Britain’s car firms on brink of golden age: Minister reveals investors set to pump billions into electric vehicles – in boom to rival 1930s
- Lord Grimstone said the surge would be driven by billions of pounds of foreign investment into electric cars as manufacturers race to meet soaring demand
- He said the investment into electric vehicles would turbocharge the car industry in the same way the boom in mass production did from the 1930s to the 1950s
- Lord Grimstone revealed that the UK has 3,000 potential investment deals in the pipeline across the economy
Britain’s car industry is on the cusp of a new golden age of manufacturing that will rival the production boom of nearly a century ago, the Investment Minister Lord Grimstone has said.
The former Barclays and Standard Life chairman – who was also an adviser to Margaret Thatcher – said the surge would be driven by billions of pounds of foreign investment into electric cars as manufacturers race to meet soaring demand.
He said the huge wave of investment into electric vehicles would turbocharge the car industry in the same way the boom in mass production did from the 1930s to the 1950s, when Britain became the biggest exporter of cars in the world.
Driving force: Lord Grimstone said the surge in production would be driven by billions of pounds of foreign investment into electric cars
Lord Grimstone, an unpaid Minister who runs the Government’s Office for Investment, revealed that the UK has 3,000 potential investment deals in the pipeline across the economy.
This equates to ‘tens of billions’ of pounds of potential foreign investment into the UK over the next three years, he said, creating as many as 700,000 jobs in the coming decade.
Top of the list for foreign investors is electric car manufacturing and its supply chain, he told The Mail on Sunday, adding: ‘We are on the cusp of an auto renaissance that will take us back to the 1930s.

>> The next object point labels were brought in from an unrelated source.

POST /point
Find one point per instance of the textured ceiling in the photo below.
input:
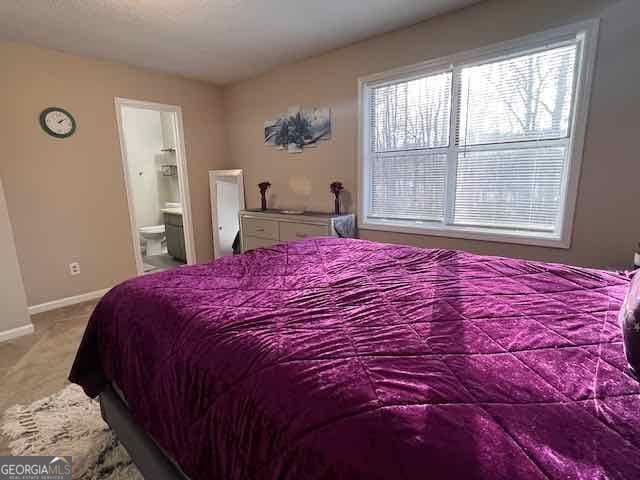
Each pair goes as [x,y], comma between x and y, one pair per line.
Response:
[216,40]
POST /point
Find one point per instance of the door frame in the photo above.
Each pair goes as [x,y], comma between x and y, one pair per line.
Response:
[181,160]
[214,195]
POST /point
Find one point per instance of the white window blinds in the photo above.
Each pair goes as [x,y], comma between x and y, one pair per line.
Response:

This is a customer driven thing. All the car manufacturers have been caught short by the pace at which people are moving to electric vehicles.
‘Electric vehicles are going to be the business model for the next 30, 50 years. If Britain gets its fair share, or more than its fair share, it’ll set us up completely.’

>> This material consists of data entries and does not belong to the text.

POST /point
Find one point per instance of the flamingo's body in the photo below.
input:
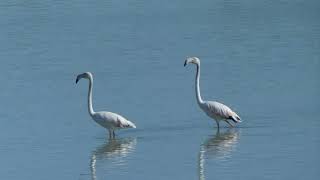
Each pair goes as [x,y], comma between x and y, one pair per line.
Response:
[108,120]
[215,110]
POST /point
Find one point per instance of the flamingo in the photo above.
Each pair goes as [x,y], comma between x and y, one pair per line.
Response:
[215,110]
[108,120]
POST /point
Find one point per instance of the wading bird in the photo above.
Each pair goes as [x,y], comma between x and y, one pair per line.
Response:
[213,109]
[108,120]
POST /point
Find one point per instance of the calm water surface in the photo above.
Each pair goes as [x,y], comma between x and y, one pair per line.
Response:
[261,58]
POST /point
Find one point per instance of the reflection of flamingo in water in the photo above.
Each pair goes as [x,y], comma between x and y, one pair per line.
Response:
[219,146]
[115,150]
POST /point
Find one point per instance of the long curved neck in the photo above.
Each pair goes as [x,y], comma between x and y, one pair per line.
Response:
[90,109]
[199,99]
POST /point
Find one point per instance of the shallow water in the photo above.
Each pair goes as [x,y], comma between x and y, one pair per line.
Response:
[261,58]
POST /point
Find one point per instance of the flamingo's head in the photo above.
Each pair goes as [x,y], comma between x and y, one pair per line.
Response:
[86,75]
[193,60]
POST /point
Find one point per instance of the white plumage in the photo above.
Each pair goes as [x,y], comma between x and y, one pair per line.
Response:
[215,110]
[108,120]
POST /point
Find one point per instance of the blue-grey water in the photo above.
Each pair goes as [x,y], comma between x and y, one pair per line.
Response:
[261,58]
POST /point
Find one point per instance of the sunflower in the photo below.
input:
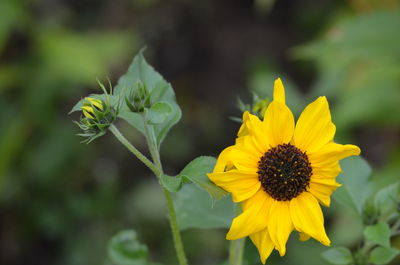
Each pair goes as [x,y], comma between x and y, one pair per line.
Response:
[281,173]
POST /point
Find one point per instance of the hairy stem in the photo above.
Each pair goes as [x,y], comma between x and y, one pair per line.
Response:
[155,154]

Britain overtook France to become Europe’s biggest car maker in 1932, led by manufacturers such as Morris, Austin and Ford. By 1950, it produced 52 per cent of global car exports, driven by demand from the US, where demand outstripped supply.

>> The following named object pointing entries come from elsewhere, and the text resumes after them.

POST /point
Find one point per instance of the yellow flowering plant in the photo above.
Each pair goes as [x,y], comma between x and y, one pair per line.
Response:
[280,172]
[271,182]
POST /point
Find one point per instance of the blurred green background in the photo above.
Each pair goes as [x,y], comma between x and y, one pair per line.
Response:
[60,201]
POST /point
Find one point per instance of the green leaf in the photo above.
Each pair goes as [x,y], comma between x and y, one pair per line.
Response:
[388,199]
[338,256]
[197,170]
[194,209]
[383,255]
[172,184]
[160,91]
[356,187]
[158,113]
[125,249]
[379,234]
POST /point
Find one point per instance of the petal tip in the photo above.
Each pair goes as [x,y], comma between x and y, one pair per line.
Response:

That dominance started to fall away in the 1960s and 1970s, as British firms struggled to match cheaper models produced by rivals in Japan, Europe and the US. Lord Grimstone said he expected car manufacturing to return to the thriving industry it was ’50 or 60 years ago in this country’ before the decline.
He said that as well as the manufacture of vehicles, foreign investors were interested in funding the electric car supply chain, such as ‘gigafactories’ to make batteries for the cars.
Last month, Japanese firm Nissan announced a £1billion electric vehicle hub in Sunderland. Meanwhile, Dutch-based Stellantis, the owner of Vauxhall, is investing £100million in building electric vans at its Ellesmere Port plant in Cheshire. And Jaguar Land Rover is set to become an all-electric luxury brand by 2025, launching six new pure electric models from 2024.
UK car production in July fell to its lowest level since 1956 – to just 53,438 vehicles due to the semiconductor chip shortage and the ‘pingdemic’. But UK factories have produced a record 126,757 electric or hybrid cars since the start of the year.
Industry forecasts suggest electric vehicles will make up 25 per cent of total new car sales in 2025, up from 6.6 per cent in 2020. They are expected to rise to 70 per cent of new car sales in 2030 and 100 per cent by 2035.
Critics have warned that electric cars cannot take over from petrol or diesel until battery life improves and more charging points are installed.
But Fiona Howarth, chief executive of Octopus Electric Vehicles, which has installed more than 100,000 charging points in the UK, said: ‘The upward trend in electric car sales is painting a very clear picture – we are on the cusp of the electric car revolution, not only here but across the world. This is the biggest transition the auto industry has seen for 100 years, and offers huge opportunities for new businesses and brands. We see that drivers are open to trying new brands, and car manufacturers are in need of new components and talent in volume.’
Lord Grimstone sparked controversy last week, saying UK firms were better off under foreign ownership as they were more productive and generated more exports and jobs.
Critics warned that some overseas investors had proved themselves ‘rapacious predators’. Lord Grimstone said the National Security and Investment Act, which comes into force in January, should stop ‘harmful’ investments ‘coming in the back door’.
The Government has announced a £2.3billion fund to support electric vehicle manufacture and its supply chain, including gigafactories and charging points.
In October it will hold a summit to attract more overseas investors. Popular sectors also include offshore wind, life science and fintech, Lord Grimstone said.